Think of a “tree house” that a few physicians have built, in partnership with the hospital, and they are looking down at those who were not invited to join the new club. The criteria for membership in the club go beyond the “pedigree” requirements for medical staff membership. They focus upon the business need and business performance of the physicians invited to join, and there is a “trap-door” in the clubhouse to jettison those who do not maintain high-quality performance. New entrants are selected by criteria that serve the business’ customers (payers, narrow networks, etc.).
The medical staff members outside the new business are accustomed to being entitled to “privileges” to practice, without an invitation, based upon the proper education, training and experience, and subject only to the minimally required community standards of care in their specialty! Conflict will certainly arise when the new business hangs out its shingle for the first time. And the physician and executive leaders of the new business, who often wear hospital and medical staff leadership as well, must be very clear and consistent in remembering which hat they are wearing when managing that conflict.
Because the new business, unlike the medical staff, can exercise the prerogative to choose who will sit at the table of running the new business, executives and physician leaders at The Third Table will be blazing new territory. Both groups will need to convert from their “expert” personas to “learners,” employing the curiosity, respect and emotional intelligence required to blend their business skills and clinical experiences to build the new business.
The Irreducible Ingredient for Success: Leadership
Creating structures to achieve legally compliant clinical integration are far easier to do than is finding and developing the leadership capacity required to actually implement and lead those new enterprises.
And without effective leadership - - particularly physician leadership - - the best strategies will flounder and fail.

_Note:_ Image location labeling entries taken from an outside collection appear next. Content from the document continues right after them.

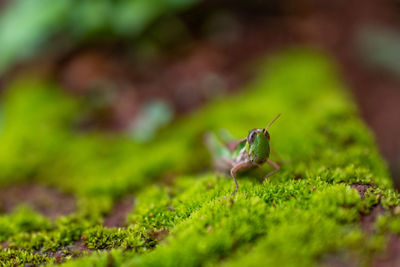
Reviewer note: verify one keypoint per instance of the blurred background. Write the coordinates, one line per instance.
(140, 64)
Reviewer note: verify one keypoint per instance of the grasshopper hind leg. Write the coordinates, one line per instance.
(235, 169)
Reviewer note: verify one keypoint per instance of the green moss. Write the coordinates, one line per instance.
(303, 215)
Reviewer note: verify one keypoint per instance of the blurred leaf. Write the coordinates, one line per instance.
(152, 117)
(26, 26)
(380, 47)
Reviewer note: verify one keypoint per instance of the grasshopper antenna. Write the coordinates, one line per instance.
(272, 122)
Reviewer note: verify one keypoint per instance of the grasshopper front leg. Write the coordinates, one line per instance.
(274, 165)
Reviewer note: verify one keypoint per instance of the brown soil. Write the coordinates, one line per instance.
(47, 201)
(121, 209)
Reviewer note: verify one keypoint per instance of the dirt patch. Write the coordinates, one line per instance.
(391, 256)
(361, 188)
(78, 249)
(48, 201)
(121, 209)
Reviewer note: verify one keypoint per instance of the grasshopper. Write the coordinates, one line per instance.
(243, 154)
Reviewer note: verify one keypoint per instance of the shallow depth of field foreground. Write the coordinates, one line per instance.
(107, 173)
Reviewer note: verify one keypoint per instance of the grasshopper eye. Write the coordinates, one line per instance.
(266, 133)
(251, 136)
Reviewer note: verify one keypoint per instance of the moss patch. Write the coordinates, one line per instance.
(306, 214)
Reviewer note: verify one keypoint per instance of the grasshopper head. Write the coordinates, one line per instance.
(258, 145)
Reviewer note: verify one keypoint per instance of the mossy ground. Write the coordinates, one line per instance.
(307, 214)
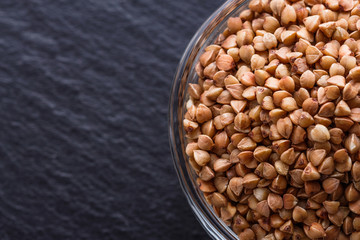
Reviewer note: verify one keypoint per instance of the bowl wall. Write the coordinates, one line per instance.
(186, 74)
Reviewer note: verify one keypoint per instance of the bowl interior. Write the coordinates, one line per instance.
(186, 74)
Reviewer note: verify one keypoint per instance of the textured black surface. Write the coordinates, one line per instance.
(84, 87)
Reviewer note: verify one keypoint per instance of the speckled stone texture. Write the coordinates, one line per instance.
(84, 87)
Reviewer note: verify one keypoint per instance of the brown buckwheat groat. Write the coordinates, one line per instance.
(272, 124)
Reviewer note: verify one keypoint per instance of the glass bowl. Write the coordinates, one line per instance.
(185, 73)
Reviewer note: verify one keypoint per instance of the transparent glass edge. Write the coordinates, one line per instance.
(214, 226)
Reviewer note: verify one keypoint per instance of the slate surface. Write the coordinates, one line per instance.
(84, 87)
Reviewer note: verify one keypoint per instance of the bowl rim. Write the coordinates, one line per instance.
(213, 225)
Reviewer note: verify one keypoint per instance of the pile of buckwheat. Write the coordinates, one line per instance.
(273, 122)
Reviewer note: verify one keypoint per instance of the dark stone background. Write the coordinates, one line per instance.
(84, 88)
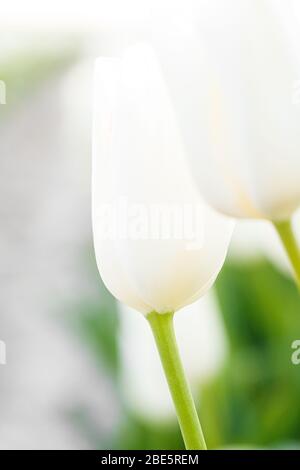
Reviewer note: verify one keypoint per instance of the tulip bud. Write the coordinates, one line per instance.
(242, 94)
(158, 246)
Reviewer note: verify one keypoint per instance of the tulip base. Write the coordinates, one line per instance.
(286, 235)
(163, 330)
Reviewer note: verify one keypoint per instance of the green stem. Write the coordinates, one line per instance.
(286, 234)
(163, 330)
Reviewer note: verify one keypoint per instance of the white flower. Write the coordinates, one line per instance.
(149, 261)
(239, 104)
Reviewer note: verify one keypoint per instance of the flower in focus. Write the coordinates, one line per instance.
(158, 246)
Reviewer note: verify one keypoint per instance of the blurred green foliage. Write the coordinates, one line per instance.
(22, 72)
(255, 397)
(254, 400)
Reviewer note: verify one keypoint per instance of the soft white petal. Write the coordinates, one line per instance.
(245, 93)
(150, 170)
(103, 186)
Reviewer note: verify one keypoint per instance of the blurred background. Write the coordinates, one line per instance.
(82, 371)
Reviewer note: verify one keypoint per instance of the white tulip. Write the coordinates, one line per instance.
(139, 166)
(235, 83)
(148, 255)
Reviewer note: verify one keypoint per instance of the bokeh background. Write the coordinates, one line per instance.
(82, 371)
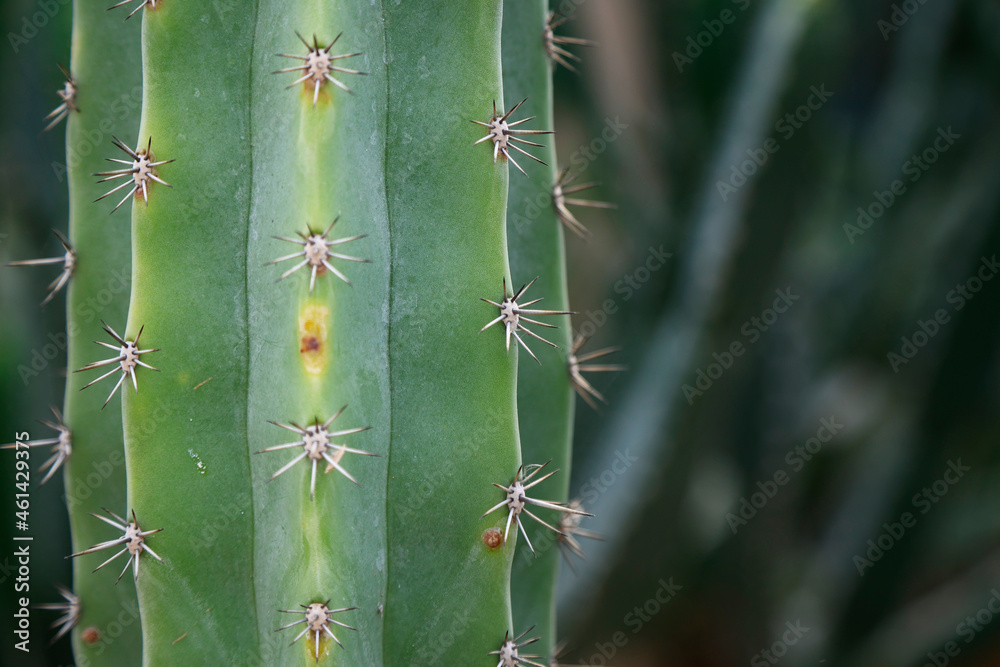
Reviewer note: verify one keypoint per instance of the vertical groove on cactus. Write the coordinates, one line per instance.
(107, 76)
(387, 345)
(186, 454)
(318, 343)
(453, 390)
(545, 398)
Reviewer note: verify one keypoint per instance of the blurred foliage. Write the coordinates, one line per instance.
(665, 516)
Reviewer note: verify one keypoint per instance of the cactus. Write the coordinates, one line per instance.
(329, 453)
(106, 69)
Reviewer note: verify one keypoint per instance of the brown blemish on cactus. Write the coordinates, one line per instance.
(313, 334)
(493, 538)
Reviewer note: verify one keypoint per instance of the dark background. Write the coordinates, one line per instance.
(665, 469)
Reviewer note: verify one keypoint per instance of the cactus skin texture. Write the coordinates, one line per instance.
(186, 449)
(545, 398)
(106, 66)
(434, 401)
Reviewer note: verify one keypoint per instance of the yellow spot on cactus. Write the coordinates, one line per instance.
(313, 337)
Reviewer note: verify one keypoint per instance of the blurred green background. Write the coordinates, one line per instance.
(773, 487)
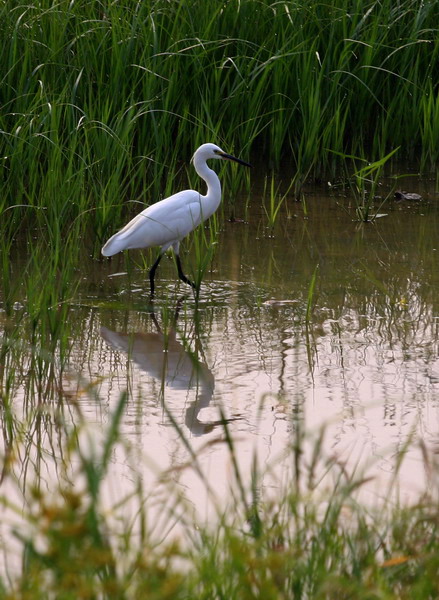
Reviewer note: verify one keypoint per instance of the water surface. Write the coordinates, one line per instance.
(318, 321)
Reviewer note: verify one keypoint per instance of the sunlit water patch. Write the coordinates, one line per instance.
(319, 322)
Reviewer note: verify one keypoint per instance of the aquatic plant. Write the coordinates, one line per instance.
(100, 102)
(309, 539)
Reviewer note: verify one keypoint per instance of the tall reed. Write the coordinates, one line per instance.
(103, 102)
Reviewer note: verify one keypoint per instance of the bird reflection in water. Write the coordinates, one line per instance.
(164, 357)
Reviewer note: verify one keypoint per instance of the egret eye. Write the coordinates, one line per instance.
(158, 224)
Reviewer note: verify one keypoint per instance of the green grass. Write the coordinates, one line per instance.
(308, 540)
(103, 103)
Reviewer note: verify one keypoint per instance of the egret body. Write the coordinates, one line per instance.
(167, 222)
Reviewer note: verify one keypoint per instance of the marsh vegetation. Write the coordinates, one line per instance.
(304, 314)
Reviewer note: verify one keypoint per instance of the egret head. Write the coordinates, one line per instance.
(208, 151)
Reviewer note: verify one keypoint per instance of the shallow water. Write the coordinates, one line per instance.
(264, 351)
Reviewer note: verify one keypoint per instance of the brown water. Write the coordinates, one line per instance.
(358, 353)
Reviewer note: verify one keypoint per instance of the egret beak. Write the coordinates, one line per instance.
(230, 157)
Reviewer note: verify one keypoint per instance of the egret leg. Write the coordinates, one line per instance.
(152, 271)
(181, 275)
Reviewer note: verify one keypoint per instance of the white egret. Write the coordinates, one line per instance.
(167, 222)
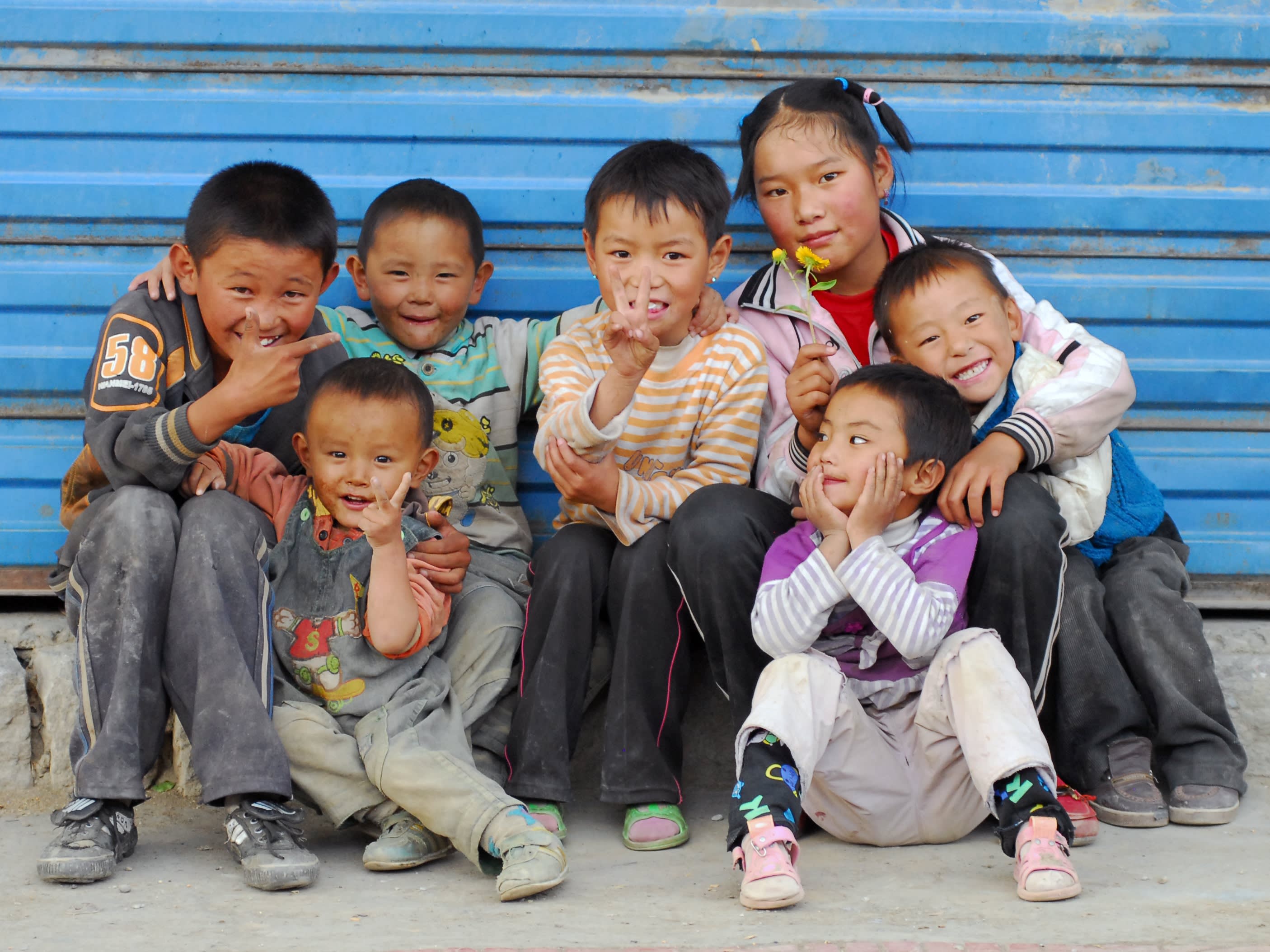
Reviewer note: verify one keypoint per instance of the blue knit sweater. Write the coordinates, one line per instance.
(1136, 507)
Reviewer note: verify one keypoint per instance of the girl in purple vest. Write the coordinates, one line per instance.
(884, 716)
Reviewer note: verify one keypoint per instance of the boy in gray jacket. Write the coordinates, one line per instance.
(167, 598)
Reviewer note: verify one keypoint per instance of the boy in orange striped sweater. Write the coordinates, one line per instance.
(637, 415)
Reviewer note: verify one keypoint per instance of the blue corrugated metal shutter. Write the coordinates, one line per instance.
(1113, 153)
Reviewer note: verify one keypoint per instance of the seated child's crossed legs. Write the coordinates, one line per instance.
(898, 776)
(409, 760)
(581, 577)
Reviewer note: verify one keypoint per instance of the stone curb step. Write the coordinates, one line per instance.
(38, 707)
(876, 947)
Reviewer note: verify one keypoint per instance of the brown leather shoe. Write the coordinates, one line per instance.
(1202, 805)
(1129, 796)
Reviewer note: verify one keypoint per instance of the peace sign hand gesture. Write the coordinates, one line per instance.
(628, 338)
(268, 376)
(381, 519)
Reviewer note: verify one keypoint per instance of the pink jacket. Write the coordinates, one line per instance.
(1059, 419)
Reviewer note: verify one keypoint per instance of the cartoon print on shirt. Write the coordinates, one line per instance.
(313, 660)
(463, 441)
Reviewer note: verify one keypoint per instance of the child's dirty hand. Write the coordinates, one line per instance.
(876, 508)
(581, 480)
(712, 314)
(628, 338)
(816, 504)
(444, 560)
(158, 277)
(204, 474)
(984, 470)
(381, 519)
(808, 389)
(261, 376)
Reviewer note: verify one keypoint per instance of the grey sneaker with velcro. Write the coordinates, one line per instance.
(93, 837)
(268, 843)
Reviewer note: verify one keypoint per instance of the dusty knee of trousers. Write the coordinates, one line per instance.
(139, 519)
(1029, 517)
(219, 521)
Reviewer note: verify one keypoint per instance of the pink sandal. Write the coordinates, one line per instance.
(1043, 868)
(768, 854)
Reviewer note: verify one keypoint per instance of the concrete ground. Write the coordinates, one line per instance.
(1178, 887)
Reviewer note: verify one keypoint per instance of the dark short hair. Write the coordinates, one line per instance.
(657, 172)
(426, 198)
(914, 268)
(935, 419)
(837, 102)
(265, 202)
(378, 378)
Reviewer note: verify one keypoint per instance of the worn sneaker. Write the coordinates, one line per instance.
(526, 856)
(404, 843)
(1129, 796)
(94, 835)
(1202, 805)
(270, 846)
(534, 861)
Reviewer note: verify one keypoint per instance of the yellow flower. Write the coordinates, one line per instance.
(811, 259)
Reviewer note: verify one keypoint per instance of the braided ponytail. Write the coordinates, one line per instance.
(895, 126)
(840, 102)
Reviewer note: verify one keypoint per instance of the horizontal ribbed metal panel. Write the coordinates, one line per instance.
(1114, 154)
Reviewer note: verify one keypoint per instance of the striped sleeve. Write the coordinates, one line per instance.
(569, 381)
(914, 615)
(790, 613)
(727, 441)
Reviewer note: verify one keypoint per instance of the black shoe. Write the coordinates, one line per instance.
(94, 835)
(1128, 796)
(267, 841)
(1202, 805)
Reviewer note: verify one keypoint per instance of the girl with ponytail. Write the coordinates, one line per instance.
(822, 178)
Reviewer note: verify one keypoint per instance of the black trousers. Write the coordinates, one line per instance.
(721, 535)
(169, 607)
(582, 578)
(1132, 662)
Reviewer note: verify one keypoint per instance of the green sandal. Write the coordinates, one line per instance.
(646, 812)
(549, 814)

Leaders rarely fail because they don’t know what to do. They fail because of how they do it. Behavioral competencies (emotional intelligence and relationship skills) rather than just technical competencies (knowledge of finance, operations, etc.) distinguish highly effective leaders.
Recent research reveals that the behavioral competencies needed by physician leaders are different from non-physician leaders. Collaboration, political acumen, motivating others and adaptability are behavioral competencies that are critical to the success of physician leaders, and are less evident among physicians than the general population. But they can be learned. And they are best learned in an experiential, rather than didactic, environment.
The winners in The New World of Healthcare will emerge wherever executive and physician leaders come together as equal partners around The Third Table with the right Table Manners. And effective physician leaders will be the key to their success.